Gilmar Mendes leciona que "alguns doutrinadores consideram que a situação de incompatibilidade entre uma norma legal e um preceito constitucional superveniente traduz uma valoração negativa da ordem jurídica, devendo, por isso, ser caracterizada como inconstitucionalidade, e não simples revogação." [04]
Em tempo, entendemos que a razão está com aqueles que defendem tratar-se de uma questão que se resolve no âmbito do direito intertemporal. Para que uma lei seja inconstitucional, é necessário que ela esteja em divergência com a Constituição vigente à época de sua edição.

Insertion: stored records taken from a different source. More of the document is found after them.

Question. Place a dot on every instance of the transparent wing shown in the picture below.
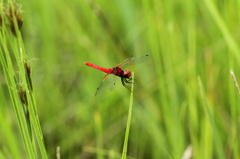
(131, 58)
(100, 86)
(111, 81)
(134, 62)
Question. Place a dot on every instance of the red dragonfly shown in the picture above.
(118, 71)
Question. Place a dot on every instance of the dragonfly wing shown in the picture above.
(100, 86)
(131, 58)
(135, 62)
(111, 81)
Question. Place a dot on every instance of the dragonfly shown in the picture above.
(118, 70)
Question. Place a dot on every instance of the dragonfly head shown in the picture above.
(126, 74)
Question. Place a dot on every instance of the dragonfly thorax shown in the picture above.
(126, 74)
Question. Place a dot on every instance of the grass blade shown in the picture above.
(124, 153)
(211, 120)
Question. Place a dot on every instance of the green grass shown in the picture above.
(172, 109)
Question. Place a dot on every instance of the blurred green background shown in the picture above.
(186, 40)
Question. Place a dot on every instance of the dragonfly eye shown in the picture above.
(127, 74)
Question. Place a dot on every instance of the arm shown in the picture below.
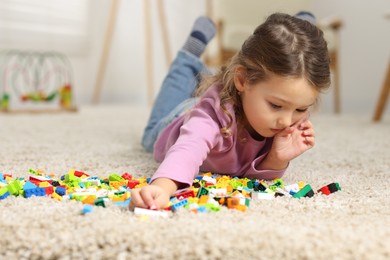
(181, 162)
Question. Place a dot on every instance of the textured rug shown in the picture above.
(353, 223)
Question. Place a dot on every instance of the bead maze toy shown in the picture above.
(34, 81)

Ao elaborar uma lei, o legislador deve se pautar pelos ditames estabelecidos pela Constituição de sua época e não por uma Constituição passada ou futura. No momento de formação de uma lei, deve ser observado o padrão constitucional existente na época, não podendo o legislador prever uma futura modificação. Assim, uma lei que nasce constitucional, pois está de acordo com sua Lei Maior, não passa a ser inconstitucional (inconstitucionalidade superveniente) simplesmente porque houve uma mudança no padrão constitucional.
Nesse caso, a lei que era compatível com a Constituição de sua época, passa a ser incompatível com a Constituição superveniente, configurando-se, portanto, um caso de não recepção constitucional, matéria de direito intertemporal e que pode ser aplicado por qualquer juiz de direito, dispensando-se, assim, as cautelas inerentes ao processo de declaração de inconstitucionalidade.
Também é este o entendimento do Supremo Tribunal Federal. Para este colendo tribunal, só se pode falar em inconstitucionalidade quando tratar-se de ato normativo posterior à Constituição.
Outro aspecto importante e que deve ser destacado nesse estudo é o fato de que, ao se falar em inconstitucionalidade superveniente, refere-se à contradição dos princípios materiais da Constituição e não às regras formais da elaboração das leis.
Mais uma vez nos socorremos das lições de Gilmar Mendes ao citar Canotilho: "a inconstitucionalidade superveniente refere-se, em princípio, à contradição dos actos normativos com as normas e princípios materiais da Constituição e não à contradição com as regras formais ou processuais do tempo de sua elaboração." [05]
Exemplo disso é o Código Tributário Nacional que ingressou no ordenamento jurídico como lei ordinária, mas foi recepcionada pela Constituição de 1988 como lei complementar, uma vez que nossa lei maior exige que essas matérias sejam tratadas por esta modalidade legislativa, o que não era previsto na Constituição anterior na época da edição do CTN.
Interessante é o caso em que uma Constituição faz previsão no sentido de que uma determinada matéria deve ser objeto de lei estadual. Imagine que esta lei seja editada, mas posteriormente haja uma modificação no padrão constitucional exigindo que esta mesma matéria devesse ser tratada por lei federal. Nesse caso, deve-se reconhecer a eficácia derrogatória da norma constitucional que alterou a competência legislativa do âmbito estadual para o federal.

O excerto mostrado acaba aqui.